Kill those salted nuts! Oh yeah that's a problem. The good news is that you are probably just holding water. A few changes and you'll drop that in no time.

1. Unsalted nuts
2. Reduce the whey, 25 grams at maximum
3. Your total fat should be above your total protein. They should almost be flipflopped exactly. At my daily calorie level of 2,800 my numbers are 230gm fat 188gm protein.

Protein should only be 1 gram per pound of LBM or your bodyweight x .8 (whichever is more convenient). The rest of your calories should come from fat.

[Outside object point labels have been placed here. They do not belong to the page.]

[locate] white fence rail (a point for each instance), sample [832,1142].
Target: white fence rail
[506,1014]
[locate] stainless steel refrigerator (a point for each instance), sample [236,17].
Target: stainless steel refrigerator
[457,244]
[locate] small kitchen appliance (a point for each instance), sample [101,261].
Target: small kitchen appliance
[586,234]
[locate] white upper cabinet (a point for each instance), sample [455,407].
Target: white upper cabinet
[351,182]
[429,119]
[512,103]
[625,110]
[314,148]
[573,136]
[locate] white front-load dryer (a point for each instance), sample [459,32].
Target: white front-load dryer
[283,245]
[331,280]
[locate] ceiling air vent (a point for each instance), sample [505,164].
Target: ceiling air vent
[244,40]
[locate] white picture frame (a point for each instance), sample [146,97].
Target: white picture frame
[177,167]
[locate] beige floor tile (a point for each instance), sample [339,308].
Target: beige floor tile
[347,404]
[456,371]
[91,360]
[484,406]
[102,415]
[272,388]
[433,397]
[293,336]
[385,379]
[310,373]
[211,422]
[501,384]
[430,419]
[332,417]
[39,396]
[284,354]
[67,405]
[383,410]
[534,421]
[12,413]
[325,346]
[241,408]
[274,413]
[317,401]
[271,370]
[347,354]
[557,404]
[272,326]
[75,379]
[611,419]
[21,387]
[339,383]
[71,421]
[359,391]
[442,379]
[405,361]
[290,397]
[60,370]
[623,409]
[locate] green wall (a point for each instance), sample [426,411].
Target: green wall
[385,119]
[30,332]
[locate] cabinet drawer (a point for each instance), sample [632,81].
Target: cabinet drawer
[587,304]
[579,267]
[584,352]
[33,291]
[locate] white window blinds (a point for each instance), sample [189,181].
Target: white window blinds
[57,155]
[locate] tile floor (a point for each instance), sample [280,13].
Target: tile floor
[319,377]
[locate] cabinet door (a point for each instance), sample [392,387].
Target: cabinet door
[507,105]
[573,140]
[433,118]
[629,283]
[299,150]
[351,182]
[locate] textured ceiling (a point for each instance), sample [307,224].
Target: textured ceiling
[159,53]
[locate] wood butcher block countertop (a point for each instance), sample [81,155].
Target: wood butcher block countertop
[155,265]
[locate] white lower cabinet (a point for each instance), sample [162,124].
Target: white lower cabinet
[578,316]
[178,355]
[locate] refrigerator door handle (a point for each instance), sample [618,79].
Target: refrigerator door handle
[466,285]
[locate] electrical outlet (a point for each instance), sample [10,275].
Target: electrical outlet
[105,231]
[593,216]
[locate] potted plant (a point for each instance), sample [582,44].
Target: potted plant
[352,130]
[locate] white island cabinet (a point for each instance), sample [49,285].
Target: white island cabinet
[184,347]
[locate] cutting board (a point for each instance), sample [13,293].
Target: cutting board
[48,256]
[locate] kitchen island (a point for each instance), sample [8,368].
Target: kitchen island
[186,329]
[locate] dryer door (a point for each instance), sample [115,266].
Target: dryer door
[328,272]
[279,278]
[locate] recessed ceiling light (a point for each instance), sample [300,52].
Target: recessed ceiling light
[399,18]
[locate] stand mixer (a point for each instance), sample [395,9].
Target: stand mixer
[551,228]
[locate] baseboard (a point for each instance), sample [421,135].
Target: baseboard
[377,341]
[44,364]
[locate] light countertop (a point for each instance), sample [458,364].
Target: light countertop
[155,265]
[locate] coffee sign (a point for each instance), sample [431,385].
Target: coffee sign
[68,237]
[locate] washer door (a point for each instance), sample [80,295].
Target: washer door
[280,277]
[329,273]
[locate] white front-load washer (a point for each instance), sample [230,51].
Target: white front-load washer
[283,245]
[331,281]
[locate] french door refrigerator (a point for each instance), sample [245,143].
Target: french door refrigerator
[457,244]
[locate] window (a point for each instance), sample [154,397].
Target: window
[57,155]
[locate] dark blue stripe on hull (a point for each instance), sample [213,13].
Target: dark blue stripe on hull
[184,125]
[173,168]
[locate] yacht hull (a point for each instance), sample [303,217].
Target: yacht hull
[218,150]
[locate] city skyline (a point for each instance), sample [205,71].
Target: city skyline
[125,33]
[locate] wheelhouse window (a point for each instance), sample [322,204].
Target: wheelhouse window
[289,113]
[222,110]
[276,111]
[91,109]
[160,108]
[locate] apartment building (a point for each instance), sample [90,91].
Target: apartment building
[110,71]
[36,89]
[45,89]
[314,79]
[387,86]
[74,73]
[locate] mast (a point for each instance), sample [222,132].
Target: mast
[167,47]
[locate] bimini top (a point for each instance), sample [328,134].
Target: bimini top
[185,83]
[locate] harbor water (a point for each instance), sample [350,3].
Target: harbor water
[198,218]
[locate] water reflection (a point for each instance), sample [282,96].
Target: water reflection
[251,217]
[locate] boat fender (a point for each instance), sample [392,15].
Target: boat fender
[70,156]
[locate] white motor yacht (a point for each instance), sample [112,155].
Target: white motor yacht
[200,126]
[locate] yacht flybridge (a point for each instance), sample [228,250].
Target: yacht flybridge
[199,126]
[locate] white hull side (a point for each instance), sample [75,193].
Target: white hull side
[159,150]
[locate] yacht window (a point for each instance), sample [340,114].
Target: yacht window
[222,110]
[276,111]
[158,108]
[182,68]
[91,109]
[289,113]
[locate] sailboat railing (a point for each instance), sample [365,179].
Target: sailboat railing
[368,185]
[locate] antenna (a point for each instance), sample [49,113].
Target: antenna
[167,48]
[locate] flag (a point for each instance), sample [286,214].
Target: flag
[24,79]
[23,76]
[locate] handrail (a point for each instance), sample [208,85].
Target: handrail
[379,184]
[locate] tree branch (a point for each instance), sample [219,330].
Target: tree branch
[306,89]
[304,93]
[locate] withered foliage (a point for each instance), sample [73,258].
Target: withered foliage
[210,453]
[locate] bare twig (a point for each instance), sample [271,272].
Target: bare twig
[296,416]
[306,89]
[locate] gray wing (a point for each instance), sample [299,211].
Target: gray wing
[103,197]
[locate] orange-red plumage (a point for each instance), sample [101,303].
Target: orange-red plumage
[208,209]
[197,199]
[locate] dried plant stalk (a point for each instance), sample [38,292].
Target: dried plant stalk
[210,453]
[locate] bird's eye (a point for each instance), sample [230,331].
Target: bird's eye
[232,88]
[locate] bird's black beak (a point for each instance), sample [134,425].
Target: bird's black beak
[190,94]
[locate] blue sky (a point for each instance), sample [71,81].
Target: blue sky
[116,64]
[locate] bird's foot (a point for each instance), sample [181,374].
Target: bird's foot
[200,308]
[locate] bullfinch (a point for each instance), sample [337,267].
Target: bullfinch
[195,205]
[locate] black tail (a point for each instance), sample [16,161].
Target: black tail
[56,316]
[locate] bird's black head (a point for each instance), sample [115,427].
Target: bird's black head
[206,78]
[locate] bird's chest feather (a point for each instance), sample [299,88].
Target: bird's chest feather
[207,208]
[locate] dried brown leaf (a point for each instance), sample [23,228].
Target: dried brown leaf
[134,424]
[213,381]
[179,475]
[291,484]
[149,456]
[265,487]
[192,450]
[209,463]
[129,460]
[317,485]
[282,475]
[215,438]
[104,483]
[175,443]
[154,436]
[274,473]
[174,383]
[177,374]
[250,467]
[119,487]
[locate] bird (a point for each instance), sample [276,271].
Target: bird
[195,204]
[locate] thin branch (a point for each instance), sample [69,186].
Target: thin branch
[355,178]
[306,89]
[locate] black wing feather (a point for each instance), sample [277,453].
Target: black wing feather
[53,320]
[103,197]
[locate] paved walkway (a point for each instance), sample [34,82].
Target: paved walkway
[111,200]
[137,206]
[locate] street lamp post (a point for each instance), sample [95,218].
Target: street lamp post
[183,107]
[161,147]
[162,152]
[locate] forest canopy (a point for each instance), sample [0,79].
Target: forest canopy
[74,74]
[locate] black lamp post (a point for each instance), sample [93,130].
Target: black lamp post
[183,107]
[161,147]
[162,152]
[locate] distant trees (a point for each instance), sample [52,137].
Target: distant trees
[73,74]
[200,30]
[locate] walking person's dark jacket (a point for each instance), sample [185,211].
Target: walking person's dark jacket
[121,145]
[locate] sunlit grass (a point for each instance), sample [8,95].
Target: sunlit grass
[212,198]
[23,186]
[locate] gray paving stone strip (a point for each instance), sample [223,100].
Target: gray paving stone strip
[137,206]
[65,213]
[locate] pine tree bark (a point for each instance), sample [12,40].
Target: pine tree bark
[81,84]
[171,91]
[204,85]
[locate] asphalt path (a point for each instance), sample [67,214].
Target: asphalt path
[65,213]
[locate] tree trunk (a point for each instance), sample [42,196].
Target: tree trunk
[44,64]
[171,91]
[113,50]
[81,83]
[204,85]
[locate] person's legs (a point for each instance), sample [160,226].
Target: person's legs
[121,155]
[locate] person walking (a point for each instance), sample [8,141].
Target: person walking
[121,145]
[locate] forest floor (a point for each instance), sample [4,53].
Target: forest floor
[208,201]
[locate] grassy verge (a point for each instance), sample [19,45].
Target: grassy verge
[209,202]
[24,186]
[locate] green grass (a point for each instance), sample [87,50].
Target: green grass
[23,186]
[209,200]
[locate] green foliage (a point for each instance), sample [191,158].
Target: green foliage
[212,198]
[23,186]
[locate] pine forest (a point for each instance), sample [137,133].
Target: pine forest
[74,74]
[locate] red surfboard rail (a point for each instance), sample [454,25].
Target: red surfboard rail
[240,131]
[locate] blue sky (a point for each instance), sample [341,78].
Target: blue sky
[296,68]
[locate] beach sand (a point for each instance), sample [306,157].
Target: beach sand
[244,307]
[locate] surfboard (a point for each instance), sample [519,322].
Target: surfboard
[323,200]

Don't worry about losing muscle, the CKD is protein sparring (or at least much more so than a carb based diet). Do the carbups correctly and you'll even put on some muscle if your training is on. I've put up 3 new PRs this week on a calorie deficit. 188gm of protein at 235 lbs seems to be fine on this diet.
 
Kill those salted nuts! Oh yeah that's a problem. The good news is that you are probably just holding water. A few changes and you'll drop that in no time.

1. Unsalted nuts
2. Reduce the whey, 25 grams at maximum
3. Your total fat should be above your total protein. They should almost be flipflopped exactly. At my daily calorie level of 2,800 my numbers are 230gm fat 188gm protein.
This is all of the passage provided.